Army of Thieves is a paradox of sorts. It wouldn’t exist without Schweighofer’s Sebastian but would most likely be a better movie without him. An even bigger paradox is that despite how I feel about his performance and his character, I wouldn’t mind if Schweighofer had made a heist movie zombies and Sebastian be damned. He has an intelligent sense of visual storytelling, something that Hatten’s script lacks at times, and a deft comedic touch along with an eye for simplistic visual narrative.
In the beginning, he has a scene in which Sebastian is looking at a row of pictures. Each of them has him, along with his parents, throughout his life. Finally, the last picture, mirroring the previous one, has him holding two urns. It is a quick and effective way to tell us that his parents have died and he misses them. How they died isn’t the point, it’s their absence that he is mourning, a simple moment of a son grieving for his lost parents.
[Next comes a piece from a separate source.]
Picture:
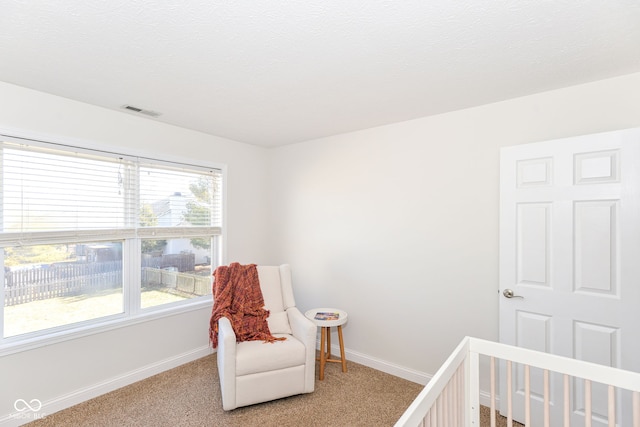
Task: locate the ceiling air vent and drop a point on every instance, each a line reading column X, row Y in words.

Schweighofer and Bernard Jasper, his DP, add a lovely sort of eccentric visual flair to Army of Thieves. Sleek and, like his safe-cracker character, a light touch. One scene has Sebastian falling asleep watching the news and having a nightmare about the zombie apocalypse reaching Germany. Jasper’s camera frames are surreal, while Hans Zimmer and Steve Mazzaro’s score with a dash of yodeling adds a darkly comic tone to the scene.
Moments like these show Schweighofer’s keen instincts. If only he would show his other cast members the same generosity as opposed to stuffing himself into scenes lest we go too long without seeing his grinning tightly-wound Sebastian. Hatten’s script does him no favors as each safe is accompanied by a long-winded monologue about how Wagner designed the safe and a summary of the Wagner opera that inspired it.
Except, only one safe has any connection between the design mechanics of the locks and the story itself. The first and last safe have no connection, so Schewighofer’s rambling diatribes come off either amusing or annoying, depending on who you are. No prizes for guessing where I land on that spectrum.
The last safe, the Wagner opera’s only significance, is foreshadowing what happens to Sebastian and Gwendoline. Weirdly I admired this bit of theatrical chutzpah and wished there was more of it in the film. There are little moments where Sebastian has nightmares about being eaten by zombies, prophetic visions of his fate in Army of the Dead, and I found theme moments wonderfully grim and eerie.
I suppose if you liked Schwighofer’s Sebastian, you’d like Army of Thieves. However, I prefer Schweighofer, the director, to Schweighofer, the actor.